3.1. Methodology
i-PreventDiabetes was evaluated using a multi-method approach involving 50 participants with prediabetes aged between 19 and 75, between November 2017 and January 2018. The participants were recruited through advertisements shared on social media and posted on notice boards of selected healthcare institutions. They were selected randomly from the public, as they volunteered to participate in this study.
Table 4 illustrates a summary of the demographic profile of the study participants. In total, eight out of 50 participants reported using a self-care tool but did not specifically state what type of tool.
Participants were encouraged to use i-PreventDiabetes (which was made available over the Web) at their own pace for six weeks, depending on their requirements and availability. The primary tasks in the system (blood glucose, food, weight, stress, and physical activities) were logged in the system for analysis purpose. Participants were asked to complete questionnaires at the beginning of the study and at the end of the sixth week of the study.
Table 5 summarizes the scales used to evaluate i-PreventDiabetes, their purpose, and when they were administered in the study. The statistical package for the social sciences (SPSS) tool (version 25) was used for statistical analysis of the results obtained. At the end of the quantitative study, a short interview was conducted with a purposive sample of eight participants to obtain further insights into their experience with and views of i-PreventDiabetes. According to Six and Macefield, five to 10 participants are sufficient to determine most of the usability problems of a system [
30]. The eight interviewees comprised of four participants who used the system extensively and four others who made little use of the system.
Both the TTM and MHLC were administered twice, that is, at the beginning and at the end of the study. The TTM consisted of 24 statements with five response choices, ranging from strongly disagree (1) to strongly agree (5). Participants were expected to respond to the TTM statements to determine if there were any differences in their stage of behavior change toward T2D prevention before and after using the system for six weeks. At the end of the study, the TTM was administered again to see if there was any difference in their stage of behavior change toward diabetes prevention. The McNemar–Bowker test and the Wilcoxon signed-rank test were used to compare the participants’ initial stage and final stage. The statistical significance was set at p < 0.05. The MHLC consists of three subscales: internal health locus of control (IHLC), powerful others health locus of control (PHLC), and chance health locus of control (CHLC). There were 18 statements with six answer options ranging from strongly disagree (1) to strongly agree (6). The MHLC was administered pre- and post-study to note any difference in participants’ perception whether health is controlled by internal or external factors. The change scores for each MHLC subscale were then computed by subtracting the baseline and follow-up values.

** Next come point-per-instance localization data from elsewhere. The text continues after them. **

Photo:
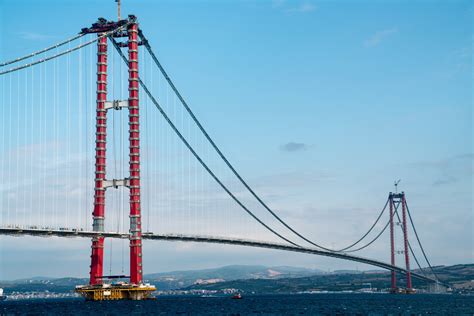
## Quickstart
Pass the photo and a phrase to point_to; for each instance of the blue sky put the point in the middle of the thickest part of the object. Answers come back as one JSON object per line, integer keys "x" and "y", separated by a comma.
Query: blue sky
{"x": 320, "y": 104}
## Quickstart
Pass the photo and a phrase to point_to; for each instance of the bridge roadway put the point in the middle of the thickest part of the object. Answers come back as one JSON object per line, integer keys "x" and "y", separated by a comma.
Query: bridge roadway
{"x": 71, "y": 233}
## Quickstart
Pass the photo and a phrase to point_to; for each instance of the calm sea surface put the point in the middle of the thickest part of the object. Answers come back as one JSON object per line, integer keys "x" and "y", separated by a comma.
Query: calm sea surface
{"x": 310, "y": 304}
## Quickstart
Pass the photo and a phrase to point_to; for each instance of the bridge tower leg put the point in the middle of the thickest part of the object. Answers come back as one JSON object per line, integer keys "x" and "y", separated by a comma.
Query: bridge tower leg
{"x": 405, "y": 241}
{"x": 97, "y": 257}
{"x": 135, "y": 289}
{"x": 392, "y": 245}
{"x": 134, "y": 133}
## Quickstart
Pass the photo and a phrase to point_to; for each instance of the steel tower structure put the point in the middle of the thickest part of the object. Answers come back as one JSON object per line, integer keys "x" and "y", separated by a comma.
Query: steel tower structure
{"x": 97, "y": 289}
{"x": 395, "y": 200}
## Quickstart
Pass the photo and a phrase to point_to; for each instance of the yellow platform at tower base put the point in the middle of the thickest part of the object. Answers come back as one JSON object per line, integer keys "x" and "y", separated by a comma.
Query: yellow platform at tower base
{"x": 109, "y": 292}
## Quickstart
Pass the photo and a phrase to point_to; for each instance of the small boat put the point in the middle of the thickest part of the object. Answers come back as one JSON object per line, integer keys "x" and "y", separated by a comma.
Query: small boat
{"x": 2, "y": 297}
{"x": 237, "y": 296}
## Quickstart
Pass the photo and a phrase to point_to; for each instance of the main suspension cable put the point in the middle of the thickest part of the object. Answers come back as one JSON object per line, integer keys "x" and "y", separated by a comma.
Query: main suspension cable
{"x": 409, "y": 244}
{"x": 370, "y": 229}
{"x": 219, "y": 152}
{"x": 419, "y": 242}
{"x": 376, "y": 237}
{"x": 42, "y": 51}
{"x": 191, "y": 149}
{"x": 64, "y": 52}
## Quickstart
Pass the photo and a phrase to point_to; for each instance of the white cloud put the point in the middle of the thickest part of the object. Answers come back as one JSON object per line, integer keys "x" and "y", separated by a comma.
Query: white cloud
{"x": 303, "y": 7}
{"x": 379, "y": 36}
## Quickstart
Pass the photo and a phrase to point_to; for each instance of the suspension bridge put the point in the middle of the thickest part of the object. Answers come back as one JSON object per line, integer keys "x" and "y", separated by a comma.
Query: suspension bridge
{"x": 178, "y": 183}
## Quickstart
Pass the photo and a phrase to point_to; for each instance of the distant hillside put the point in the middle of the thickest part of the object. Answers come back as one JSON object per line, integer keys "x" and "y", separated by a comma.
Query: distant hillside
{"x": 259, "y": 279}
{"x": 461, "y": 278}
{"x": 180, "y": 279}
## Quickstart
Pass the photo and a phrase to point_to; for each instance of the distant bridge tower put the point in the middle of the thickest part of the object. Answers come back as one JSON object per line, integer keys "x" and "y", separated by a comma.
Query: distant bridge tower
{"x": 395, "y": 200}
{"x": 135, "y": 289}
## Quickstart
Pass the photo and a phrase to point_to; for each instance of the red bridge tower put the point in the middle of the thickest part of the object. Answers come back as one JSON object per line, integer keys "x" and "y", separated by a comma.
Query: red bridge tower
{"x": 135, "y": 289}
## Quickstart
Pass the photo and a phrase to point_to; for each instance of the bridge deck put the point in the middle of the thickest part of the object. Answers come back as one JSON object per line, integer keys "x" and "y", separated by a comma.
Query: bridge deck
{"x": 71, "y": 233}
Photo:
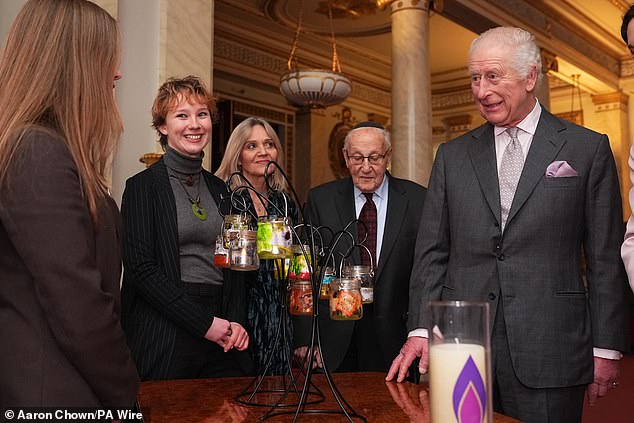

The final questionnaire of the evaluation study comprised of three scales (IMI, TAM, and UEQ), and this was used only once after the participants had used i-PreventDiabetes for six weeks. The IMI was adopted from the self-determination theory [
34]. This scale comprised of 20 items rated on a seven-point Likert scale, from completely untrue (1) to completely true (7). It was employed to identify the motivation level of users in using the system based on five (out of seven) relevant factors: interest/enjoyment, perceived competence, effort/importance, pressure/tension, and value/usefulness. Using the TAM, the perceived usefulness (comprising of 10 statements) and perceived ease of use (comprising of nine statements) of i-PreventDiabetes were assessed. Each TAM question was accompanied by a seven-point Likert scale, from one (strongly disagree) to seven (strongly agree). The UEQ scale comprised of 26 items to measure user experience of the system from six different perspectives, including attractiveness, perspicuity, efficiency, dependability, stimulation, and novelty of the system. Each item of the UEQ was assessed using a five-point Likert scale, ranging from very difficult (1) to very easy (5).
3.2. Results
The majority of the study participants were female (70%). Throughout the six weeks, 1500 logins were recorded with a mean (µ) = 37.5. The total number of tasks performed by all the participants is 3639.
Figure 5 shows the details of the recorded activities. Food and physical activities were the most frequently recorded tasks, indicating that users primarily use the system to track their food intake and physical activities. At the end of the study, 40 participants completed the six-week evaluation, which had a success rate of 80% participation (40 out of 50 participants). The remaining 10 participants did not participate until the end of the six weeks due to their other responsibilities and work engagements.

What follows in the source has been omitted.